E4は何とか甲で割れました。ですが、ため込んだ伊良湖、間宮を大放出。
竹友軍が来たものの、最後まで時雨は仕事をしてくれず・・。

ラスダン割った後E3で神鷹が来たので今回のを書きました。

本編の続きはもう少しかかります。


番外編改Ⅱ  「色々な人々の年末年始」

①普通(仮)の鎮守府の年末

単冠湾泊地の年末は忙しい。なぜなら、掃除の鬼と化した曙があちこちてきぱきと指示し始めるからだ。

「ちょっと、そこ!もう少し手を動かしなさいよ!」

「あ、曙ちゃん。提督さんに失礼だよ」

潮の抗議もどこ吹く風。どことなく不器用に掃除を進める己の提督に、曙はため息をつきつつその掃除を手伝う。

「全く。クソ提督はあたしがいないと何もできないのね。もう少しきびきび動きなさいよ」

「翻訳すると、『提督を手伝いたいな』ですね。ツンデレ乙なのです」

「い、電!あんたの翻訳機能、壊れているわよ。修理に出した方がいいわ!」

「顔を真っ赤にして言う台詞ではないのです」

「はいはい。お二人さん。司令官がお困りでしょう?手早く片付けて年末年始のための買い出しに行きましょう」

妙高が二人をとりなすと、名取が車を回しますね、とほっとした表情を見せた。

「やれやれ。うち以外の鎮守府でも大掃除って大変なのかなあ」

単冠湾泊地の間島提督は同期の提督に思いを馳せた。

 

②漢達の年末+α

 

12月31日早朝。

 

なんとも言えねえ清々しい朝だな。

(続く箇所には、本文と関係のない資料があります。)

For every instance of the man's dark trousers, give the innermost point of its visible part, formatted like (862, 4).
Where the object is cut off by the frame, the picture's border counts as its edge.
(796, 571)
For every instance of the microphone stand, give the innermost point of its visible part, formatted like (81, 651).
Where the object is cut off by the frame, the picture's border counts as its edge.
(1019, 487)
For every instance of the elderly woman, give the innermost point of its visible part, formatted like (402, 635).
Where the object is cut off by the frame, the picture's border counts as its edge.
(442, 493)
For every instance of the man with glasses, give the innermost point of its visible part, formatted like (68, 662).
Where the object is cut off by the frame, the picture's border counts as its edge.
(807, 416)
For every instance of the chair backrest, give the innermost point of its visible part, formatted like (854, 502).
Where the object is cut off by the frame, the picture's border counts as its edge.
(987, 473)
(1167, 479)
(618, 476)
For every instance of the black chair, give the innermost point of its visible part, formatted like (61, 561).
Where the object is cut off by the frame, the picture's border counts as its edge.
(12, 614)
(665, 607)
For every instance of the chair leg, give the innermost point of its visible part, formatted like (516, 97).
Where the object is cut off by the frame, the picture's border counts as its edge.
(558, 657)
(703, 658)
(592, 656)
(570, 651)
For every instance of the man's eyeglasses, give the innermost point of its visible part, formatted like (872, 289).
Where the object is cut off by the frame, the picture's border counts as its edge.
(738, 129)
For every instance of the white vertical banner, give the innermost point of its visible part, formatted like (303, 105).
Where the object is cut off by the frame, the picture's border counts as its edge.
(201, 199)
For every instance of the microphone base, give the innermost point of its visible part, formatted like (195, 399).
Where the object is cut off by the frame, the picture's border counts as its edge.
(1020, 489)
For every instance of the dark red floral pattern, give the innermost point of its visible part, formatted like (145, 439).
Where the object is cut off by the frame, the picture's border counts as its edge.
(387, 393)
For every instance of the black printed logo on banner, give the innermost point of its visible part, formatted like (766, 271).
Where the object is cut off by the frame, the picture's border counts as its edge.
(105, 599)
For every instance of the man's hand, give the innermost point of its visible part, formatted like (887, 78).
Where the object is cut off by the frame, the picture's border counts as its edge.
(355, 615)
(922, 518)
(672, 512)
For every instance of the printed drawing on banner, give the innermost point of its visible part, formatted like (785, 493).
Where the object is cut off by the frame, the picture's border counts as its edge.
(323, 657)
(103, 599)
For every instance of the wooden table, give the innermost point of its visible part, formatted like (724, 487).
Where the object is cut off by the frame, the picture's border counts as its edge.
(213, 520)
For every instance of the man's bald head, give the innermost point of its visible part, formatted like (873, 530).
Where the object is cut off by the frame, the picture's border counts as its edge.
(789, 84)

夜明けの寒さが心に染み入るぜ。

さいたま新都心の駅前にはお馴染みの恰好をした連中が交通整理をしていたが、朝も早くからお疲れ様だな。

 

「はあい。走らないでくださいねえ!怪我の元ですよ!!」

大きな声でこちらに安全を伝えてくれるスタッフに、血相を変えた連中が文句をつけてやがる。

「ふざけるな!!昨日の夜から並んでいるんだぞ!!いつになってもスタッフが来ないじゃないか!!始発組より後なんていい加減にしろ!」

 おやおやあ。徹夜組さんですかねえ。おかしいなあ。徹夜禁止って書いてあるんじゃないのかよ。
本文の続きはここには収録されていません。